The Canadiens also grabbed Brady Vail and Erik Nystrom in that draft, but their big coup aside from Galchenyuk may be Charles Hudon, who was taken in the fifth round. Hudon had a tremendous Junior career with the Chicoutimi Sagueneens and Baie Comeau Drakkar in the QMJHL, scoring 273 points in 235 games over four seasons. He also represented Canada twice at the World Junior Hockey Championships, and is currently leading all rookies in AHL scoring with 37 points in 44 games. He was also named Co-MVP of the AHL All-Star Game on Monday night.
Charles Hudon name co-MVP of the AHL All-Stars Game with 3 goals, 1 assist, +4 & 7 shots in a 14-12 win.
— Nicolas Collette (@habsprospects) January 27, 2015
The Habs performance at the 2012 draft impressed people immediately, but looks even better with today with the way Hudon is playing for the Bulldogs. The 2013 draft likely won’t be as good as the 1984 class for the Habs, but could turn out to be one of the best ever by the Canadiens.
Michael McCarron was selected in the first round of the 2013 draft, and the enormous winger is on fire in the OHL this season. A midseason trade sent him from the London Knights to the Oshawa Generals, but McCarron continues to pile up points. The 6’6” power forward has 51 points in 39 games this season, and will literally and figuratively be a massive part of the Canadiens in the near future.
Even though #Habs Michael McCarron has just 2G in past 7GP, his impressive 0.76 GPG pace is still SEVENTH best in the OHL.

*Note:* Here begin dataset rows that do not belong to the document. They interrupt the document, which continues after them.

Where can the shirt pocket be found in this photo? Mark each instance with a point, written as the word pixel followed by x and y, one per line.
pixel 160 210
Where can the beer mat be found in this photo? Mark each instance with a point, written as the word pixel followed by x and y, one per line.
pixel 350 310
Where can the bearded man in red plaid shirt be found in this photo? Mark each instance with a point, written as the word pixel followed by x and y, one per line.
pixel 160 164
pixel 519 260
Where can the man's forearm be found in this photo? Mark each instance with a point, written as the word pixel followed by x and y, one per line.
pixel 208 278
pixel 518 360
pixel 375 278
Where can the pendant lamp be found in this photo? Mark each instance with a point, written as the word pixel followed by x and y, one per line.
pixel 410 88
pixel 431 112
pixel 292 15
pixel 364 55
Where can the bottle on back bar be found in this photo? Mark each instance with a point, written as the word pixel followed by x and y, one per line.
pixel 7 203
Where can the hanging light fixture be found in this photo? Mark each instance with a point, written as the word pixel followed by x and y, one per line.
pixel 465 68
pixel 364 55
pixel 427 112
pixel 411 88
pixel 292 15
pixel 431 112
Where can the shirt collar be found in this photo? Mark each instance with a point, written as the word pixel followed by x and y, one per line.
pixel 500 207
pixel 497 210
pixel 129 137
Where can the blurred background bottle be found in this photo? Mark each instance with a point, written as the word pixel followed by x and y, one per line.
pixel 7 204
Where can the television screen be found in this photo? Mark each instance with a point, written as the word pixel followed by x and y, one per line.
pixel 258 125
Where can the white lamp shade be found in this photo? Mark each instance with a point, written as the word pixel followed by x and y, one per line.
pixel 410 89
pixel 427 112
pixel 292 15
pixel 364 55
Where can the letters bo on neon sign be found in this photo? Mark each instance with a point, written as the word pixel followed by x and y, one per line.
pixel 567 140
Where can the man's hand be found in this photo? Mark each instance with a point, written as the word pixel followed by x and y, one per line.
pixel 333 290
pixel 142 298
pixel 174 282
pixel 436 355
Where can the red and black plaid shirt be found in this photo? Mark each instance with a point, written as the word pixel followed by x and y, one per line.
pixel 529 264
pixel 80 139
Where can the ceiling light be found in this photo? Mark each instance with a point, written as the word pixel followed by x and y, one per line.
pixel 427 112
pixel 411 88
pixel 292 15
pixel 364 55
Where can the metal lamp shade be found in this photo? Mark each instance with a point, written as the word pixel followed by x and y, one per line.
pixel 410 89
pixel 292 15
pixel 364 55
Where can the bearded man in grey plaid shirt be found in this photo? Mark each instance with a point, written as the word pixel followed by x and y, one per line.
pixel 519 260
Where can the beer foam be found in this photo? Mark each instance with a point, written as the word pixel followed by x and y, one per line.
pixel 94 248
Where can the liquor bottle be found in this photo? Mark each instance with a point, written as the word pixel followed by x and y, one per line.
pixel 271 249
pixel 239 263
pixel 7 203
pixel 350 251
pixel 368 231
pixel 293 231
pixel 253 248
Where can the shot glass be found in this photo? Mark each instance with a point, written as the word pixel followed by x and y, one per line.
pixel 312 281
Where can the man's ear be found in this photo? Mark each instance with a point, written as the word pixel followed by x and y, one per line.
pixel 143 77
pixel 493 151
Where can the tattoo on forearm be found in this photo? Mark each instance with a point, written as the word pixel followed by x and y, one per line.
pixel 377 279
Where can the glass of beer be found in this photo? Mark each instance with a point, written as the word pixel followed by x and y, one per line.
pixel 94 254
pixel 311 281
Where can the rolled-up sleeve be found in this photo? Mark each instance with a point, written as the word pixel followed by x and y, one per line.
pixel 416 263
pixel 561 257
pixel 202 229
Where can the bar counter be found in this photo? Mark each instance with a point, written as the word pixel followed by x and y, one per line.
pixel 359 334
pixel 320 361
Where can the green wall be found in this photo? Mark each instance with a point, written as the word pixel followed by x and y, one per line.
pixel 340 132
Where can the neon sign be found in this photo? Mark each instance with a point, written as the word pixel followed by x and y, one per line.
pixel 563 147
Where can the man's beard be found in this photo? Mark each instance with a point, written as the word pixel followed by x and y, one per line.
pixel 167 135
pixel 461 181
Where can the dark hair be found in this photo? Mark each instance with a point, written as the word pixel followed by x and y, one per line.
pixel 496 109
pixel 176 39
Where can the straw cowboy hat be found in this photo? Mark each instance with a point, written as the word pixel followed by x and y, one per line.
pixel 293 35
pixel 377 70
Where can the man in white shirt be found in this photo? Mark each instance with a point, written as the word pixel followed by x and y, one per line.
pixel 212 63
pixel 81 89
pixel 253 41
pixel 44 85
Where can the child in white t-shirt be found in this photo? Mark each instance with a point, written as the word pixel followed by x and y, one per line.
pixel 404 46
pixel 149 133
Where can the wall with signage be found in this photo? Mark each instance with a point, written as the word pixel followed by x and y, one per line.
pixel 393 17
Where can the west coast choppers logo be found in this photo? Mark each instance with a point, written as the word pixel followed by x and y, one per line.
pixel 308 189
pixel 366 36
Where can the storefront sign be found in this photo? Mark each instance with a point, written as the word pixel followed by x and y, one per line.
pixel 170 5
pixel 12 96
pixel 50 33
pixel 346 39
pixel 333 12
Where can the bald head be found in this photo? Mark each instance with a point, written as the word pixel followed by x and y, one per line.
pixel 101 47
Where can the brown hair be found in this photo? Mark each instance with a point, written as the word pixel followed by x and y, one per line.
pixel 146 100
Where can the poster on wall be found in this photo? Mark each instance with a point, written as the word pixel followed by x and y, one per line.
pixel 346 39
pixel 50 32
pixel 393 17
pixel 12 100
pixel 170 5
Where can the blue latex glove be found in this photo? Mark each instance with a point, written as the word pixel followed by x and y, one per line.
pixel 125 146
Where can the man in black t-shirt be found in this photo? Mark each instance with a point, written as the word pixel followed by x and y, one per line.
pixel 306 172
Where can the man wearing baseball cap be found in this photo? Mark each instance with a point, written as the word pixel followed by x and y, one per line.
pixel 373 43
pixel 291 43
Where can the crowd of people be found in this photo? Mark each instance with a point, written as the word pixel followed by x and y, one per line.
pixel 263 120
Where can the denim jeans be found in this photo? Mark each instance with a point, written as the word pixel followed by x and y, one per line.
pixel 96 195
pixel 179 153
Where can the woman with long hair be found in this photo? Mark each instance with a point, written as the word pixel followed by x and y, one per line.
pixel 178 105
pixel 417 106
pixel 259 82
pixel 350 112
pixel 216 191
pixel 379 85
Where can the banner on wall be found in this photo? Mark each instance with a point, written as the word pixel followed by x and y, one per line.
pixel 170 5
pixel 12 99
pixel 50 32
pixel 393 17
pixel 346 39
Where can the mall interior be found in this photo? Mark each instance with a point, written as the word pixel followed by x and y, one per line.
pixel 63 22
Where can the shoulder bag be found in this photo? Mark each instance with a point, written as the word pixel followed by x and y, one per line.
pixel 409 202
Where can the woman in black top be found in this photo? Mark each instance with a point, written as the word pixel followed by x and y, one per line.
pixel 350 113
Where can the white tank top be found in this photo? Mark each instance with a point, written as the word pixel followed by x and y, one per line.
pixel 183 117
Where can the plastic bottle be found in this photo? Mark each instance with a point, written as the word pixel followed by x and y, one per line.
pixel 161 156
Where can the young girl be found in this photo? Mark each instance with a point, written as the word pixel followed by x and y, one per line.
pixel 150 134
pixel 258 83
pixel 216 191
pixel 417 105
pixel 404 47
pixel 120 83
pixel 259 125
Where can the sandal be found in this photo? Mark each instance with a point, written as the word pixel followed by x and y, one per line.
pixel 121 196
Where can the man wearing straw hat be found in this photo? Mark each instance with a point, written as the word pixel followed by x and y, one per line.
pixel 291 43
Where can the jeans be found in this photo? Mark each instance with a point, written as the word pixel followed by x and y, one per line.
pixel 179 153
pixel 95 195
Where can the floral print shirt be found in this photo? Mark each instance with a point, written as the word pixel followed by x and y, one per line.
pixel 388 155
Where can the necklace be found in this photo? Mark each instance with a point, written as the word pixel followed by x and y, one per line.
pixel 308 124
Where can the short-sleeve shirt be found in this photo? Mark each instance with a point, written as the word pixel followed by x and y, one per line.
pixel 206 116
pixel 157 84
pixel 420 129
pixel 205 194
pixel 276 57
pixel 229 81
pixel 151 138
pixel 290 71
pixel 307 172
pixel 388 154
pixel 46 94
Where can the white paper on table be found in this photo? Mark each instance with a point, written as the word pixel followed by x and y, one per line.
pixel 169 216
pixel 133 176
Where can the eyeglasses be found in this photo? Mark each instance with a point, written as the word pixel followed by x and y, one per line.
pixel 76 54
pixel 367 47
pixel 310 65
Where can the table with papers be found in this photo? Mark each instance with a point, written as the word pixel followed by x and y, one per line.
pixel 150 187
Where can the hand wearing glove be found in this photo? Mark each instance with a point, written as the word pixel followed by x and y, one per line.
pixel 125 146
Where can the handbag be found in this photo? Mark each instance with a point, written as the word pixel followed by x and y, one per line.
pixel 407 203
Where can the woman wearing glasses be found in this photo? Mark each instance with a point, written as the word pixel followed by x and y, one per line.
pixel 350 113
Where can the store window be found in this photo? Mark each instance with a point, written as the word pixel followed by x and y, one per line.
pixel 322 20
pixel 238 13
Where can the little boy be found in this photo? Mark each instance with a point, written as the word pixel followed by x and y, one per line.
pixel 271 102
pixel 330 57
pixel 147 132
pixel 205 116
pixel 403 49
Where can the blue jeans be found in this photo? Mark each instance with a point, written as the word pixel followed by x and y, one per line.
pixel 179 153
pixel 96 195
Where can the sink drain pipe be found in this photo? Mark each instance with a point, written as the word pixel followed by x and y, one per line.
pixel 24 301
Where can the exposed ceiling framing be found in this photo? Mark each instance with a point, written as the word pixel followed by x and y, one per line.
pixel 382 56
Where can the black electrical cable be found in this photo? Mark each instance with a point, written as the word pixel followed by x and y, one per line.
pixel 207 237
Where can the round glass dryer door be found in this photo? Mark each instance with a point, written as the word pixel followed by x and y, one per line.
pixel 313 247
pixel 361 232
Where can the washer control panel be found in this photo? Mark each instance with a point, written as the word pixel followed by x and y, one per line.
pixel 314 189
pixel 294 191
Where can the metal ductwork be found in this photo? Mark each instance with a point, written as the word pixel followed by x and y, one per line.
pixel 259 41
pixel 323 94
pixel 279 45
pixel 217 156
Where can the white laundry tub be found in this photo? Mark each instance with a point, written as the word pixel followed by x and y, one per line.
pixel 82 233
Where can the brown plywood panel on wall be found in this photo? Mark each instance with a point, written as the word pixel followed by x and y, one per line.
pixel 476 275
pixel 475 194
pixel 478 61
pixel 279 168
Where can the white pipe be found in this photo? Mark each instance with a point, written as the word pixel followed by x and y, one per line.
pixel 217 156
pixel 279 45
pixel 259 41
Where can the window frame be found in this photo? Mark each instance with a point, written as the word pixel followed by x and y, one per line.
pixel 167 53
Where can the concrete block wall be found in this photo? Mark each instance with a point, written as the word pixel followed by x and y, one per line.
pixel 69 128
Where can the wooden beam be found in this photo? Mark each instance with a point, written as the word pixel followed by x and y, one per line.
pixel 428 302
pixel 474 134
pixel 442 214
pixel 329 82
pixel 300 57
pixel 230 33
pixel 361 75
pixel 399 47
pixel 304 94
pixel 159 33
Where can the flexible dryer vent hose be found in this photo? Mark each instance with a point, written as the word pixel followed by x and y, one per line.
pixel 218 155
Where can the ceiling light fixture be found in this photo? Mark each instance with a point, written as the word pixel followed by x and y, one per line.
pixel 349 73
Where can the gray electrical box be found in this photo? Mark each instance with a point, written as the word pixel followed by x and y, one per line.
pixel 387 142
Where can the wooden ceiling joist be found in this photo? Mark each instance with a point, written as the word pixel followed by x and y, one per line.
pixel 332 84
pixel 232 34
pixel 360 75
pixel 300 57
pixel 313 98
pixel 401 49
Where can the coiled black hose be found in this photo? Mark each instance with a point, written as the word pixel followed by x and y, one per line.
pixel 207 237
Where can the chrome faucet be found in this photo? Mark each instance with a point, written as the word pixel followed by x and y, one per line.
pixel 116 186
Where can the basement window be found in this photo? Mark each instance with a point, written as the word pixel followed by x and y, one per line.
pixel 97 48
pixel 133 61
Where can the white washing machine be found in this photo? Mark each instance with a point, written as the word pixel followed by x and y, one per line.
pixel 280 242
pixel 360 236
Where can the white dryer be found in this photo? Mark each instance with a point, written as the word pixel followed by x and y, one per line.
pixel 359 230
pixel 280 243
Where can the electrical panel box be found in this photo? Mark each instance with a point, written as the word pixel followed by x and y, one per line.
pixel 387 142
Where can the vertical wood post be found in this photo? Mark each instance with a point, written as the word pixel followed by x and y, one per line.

— Mitch Brown (@MitchLBrown) January 19, 2015
The Habs also grabbed a trio of undersized, but ultra-skilled forwards in Artturi Lehkonen, Martin Reway and Sven Andrighetto. Lehkonen and Reway both recently suited up for their second consecutive World Junior tournaments, and Andrighetto is fourth in scoring for the Hamiton Bulldogs, though he has missed a quarter of the AHL season while on the Habs NHL roster. Jacob de a Rose was taken in the second round and is a solid two way player who will be able to contribute in a depth role on the Habs very soon. The Canadiens also grabbed Jeremy Gregoire late and it will be interesting to watch how he develops after wrapping up a very successful QMJHL career this season.The steal of the 2013 draft may turn out to be Zach Fucale. The first goalie taken in the draft, Montreal took Fucale with the 36th overall selection, and he recently backstopped Team Canada to a World Junior gold at a tournament held partially at the Bell Centre in Montreal. With Carey Price firmly entrenched as the Habs number one goaltender, we will have to wait and see if Fucale becomes the next starter, or if he is dealt to bring in a key piece somewhere else in the lineup.
It is still early to predict what kind of careers these players will have as professionals, and especially difficult for the most recent draft class. That being said, Nikita Scherbak showed off a ton of skill at Habs training camp last fall, and has scored 55 points in 38 games with the Everett Silvertips of the WHL this season. Daniel Audette was taken in the 5th round and is having a great season with the Sherbrooke Phoenix of the QMJHL, where he has scored 49 points in 41 games this season.
Again, it is early to say whether the last three draft classes will drastically change the fortunes of the Habs franchise. However, grabbing Galchenyuk, McCarron and Scherbak in the first round, and supplementing those picks with Hudon, de la Rose, Fucale, Andrighetto, Lehkonen and Reway should provide the Canadiens with an impressive offensive attack for the foreseeable future. Overall, it appears the Canadiens have done extremely well with Bergevin at the draft table.